A collection of projectile point artifacts found by Harry Christensen on the family farm near the community of Dalum (49 minutes west of Strathmore) is being donated to the Royal Alberta Museum in Edmonton. The artifacts are estimated to be between 2,000 to 4,600 years old.
Christensen is 98 years old and was born and raised on a family farm near Dalum but has since moved to a care facility in Calgary to be closer to his family. He still remembers where he had found the first artifact.
"It was in the county schoolyard (Dalum School) when I was trapping gophers. There was one that was trapped in a hole and then I saw a funny-looking rock on the mound that was in the hole....then I picked up the arrowhead."
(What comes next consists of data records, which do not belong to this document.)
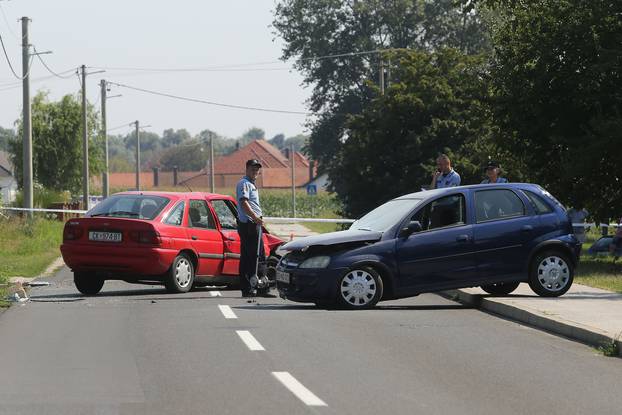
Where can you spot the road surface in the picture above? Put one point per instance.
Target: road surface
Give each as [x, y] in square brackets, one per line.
[137, 350]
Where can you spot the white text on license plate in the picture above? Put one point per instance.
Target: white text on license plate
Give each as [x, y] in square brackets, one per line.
[282, 277]
[105, 236]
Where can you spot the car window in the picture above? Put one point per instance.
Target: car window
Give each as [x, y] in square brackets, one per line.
[225, 213]
[441, 213]
[497, 204]
[176, 216]
[538, 203]
[199, 216]
[130, 206]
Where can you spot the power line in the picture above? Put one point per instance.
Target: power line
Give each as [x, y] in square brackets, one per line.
[59, 74]
[6, 55]
[239, 66]
[201, 101]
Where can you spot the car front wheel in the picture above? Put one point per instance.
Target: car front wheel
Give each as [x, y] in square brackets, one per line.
[87, 284]
[181, 275]
[503, 288]
[551, 274]
[360, 288]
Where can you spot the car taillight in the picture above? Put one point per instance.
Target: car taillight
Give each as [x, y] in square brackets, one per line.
[72, 232]
[145, 237]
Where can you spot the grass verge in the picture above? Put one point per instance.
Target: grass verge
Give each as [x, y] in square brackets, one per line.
[27, 247]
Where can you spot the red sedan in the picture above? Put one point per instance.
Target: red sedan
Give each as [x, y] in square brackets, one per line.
[180, 240]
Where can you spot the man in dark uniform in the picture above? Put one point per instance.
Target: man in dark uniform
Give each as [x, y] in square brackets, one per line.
[249, 223]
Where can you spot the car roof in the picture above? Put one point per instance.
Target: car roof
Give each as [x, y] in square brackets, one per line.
[178, 195]
[425, 194]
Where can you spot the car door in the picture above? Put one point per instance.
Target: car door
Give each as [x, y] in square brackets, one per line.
[205, 238]
[501, 232]
[441, 254]
[227, 218]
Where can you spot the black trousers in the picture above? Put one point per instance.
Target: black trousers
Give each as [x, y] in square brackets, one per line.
[249, 236]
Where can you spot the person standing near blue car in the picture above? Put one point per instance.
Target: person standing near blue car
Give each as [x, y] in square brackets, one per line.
[492, 171]
[444, 176]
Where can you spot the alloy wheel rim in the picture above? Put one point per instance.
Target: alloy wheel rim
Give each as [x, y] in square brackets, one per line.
[183, 272]
[553, 273]
[358, 288]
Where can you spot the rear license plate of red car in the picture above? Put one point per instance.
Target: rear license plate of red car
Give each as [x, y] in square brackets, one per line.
[105, 236]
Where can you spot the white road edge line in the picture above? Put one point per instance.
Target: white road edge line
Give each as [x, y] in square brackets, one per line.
[250, 340]
[298, 389]
[227, 311]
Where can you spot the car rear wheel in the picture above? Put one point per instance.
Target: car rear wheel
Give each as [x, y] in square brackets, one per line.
[360, 288]
[87, 284]
[503, 288]
[551, 274]
[181, 275]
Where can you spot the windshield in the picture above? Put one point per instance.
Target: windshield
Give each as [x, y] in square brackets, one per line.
[130, 206]
[385, 216]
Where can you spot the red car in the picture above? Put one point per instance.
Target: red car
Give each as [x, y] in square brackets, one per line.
[180, 240]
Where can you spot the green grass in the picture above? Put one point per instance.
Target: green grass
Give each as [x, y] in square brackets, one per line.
[27, 247]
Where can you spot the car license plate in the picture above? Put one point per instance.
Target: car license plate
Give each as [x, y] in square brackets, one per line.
[282, 277]
[105, 236]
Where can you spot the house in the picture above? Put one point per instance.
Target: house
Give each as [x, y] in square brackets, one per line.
[276, 172]
[8, 183]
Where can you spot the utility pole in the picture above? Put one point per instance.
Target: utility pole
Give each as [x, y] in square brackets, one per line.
[381, 76]
[85, 144]
[137, 155]
[105, 182]
[211, 162]
[27, 172]
[292, 159]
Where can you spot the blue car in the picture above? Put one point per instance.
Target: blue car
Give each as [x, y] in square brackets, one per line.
[493, 236]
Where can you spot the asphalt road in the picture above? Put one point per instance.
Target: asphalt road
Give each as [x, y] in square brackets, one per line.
[137, 350]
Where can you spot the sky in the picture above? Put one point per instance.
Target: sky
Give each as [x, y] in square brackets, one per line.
[230, 38]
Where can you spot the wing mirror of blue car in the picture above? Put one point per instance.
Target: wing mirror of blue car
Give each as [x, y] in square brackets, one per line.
[414, 226]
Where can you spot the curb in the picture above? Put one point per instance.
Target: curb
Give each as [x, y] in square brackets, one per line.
[536, 319]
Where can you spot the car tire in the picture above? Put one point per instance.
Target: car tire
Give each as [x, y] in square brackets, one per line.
[551, 273]
[359, 288]
[180, 276]
[503, 288]
[87, 284]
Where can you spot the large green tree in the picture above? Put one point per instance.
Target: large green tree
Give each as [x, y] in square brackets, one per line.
[556, 76]
[437, 104]
[341, 87]
[57, 143]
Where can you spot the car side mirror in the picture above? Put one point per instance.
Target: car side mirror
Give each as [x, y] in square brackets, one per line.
[413, 227]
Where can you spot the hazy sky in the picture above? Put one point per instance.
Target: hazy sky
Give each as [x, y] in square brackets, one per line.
[160, 34]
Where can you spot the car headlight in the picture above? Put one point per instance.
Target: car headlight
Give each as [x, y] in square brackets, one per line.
[281, 252]
[315, 262]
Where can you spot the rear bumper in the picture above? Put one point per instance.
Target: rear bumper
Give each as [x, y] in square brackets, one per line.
[143, 261]
[310, 285]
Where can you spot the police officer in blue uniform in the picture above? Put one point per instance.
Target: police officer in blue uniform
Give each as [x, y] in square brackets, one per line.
[444, 176]
[249, 222]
Christensen says that was around 1938 or 1939 and then he happened upon a second arrowhead just days later. In total, Harry estimates he found around 30 or 40 arrowheads by 1979 to 1980; most of his collection was found on the farm.
Christensen's nephew, Harold Whittaker, was the one who asked him if it was okay if he considered donating his collection to the Royal Alberta Museum in Edmonton. Then he decided to reach out to the Curator of Archaeology at the Royal Alberta Museum, Kyle Forsythe, regarding the collection and they were delighted to have donated.
"I think it's just wonderful to have them in this museum, and I think that was a great thing to do," Christensen said.
The arrowheads were to be mailed to the Royal Alberta Museum before the end of August where they will undergo additional examination of the physical artifacts.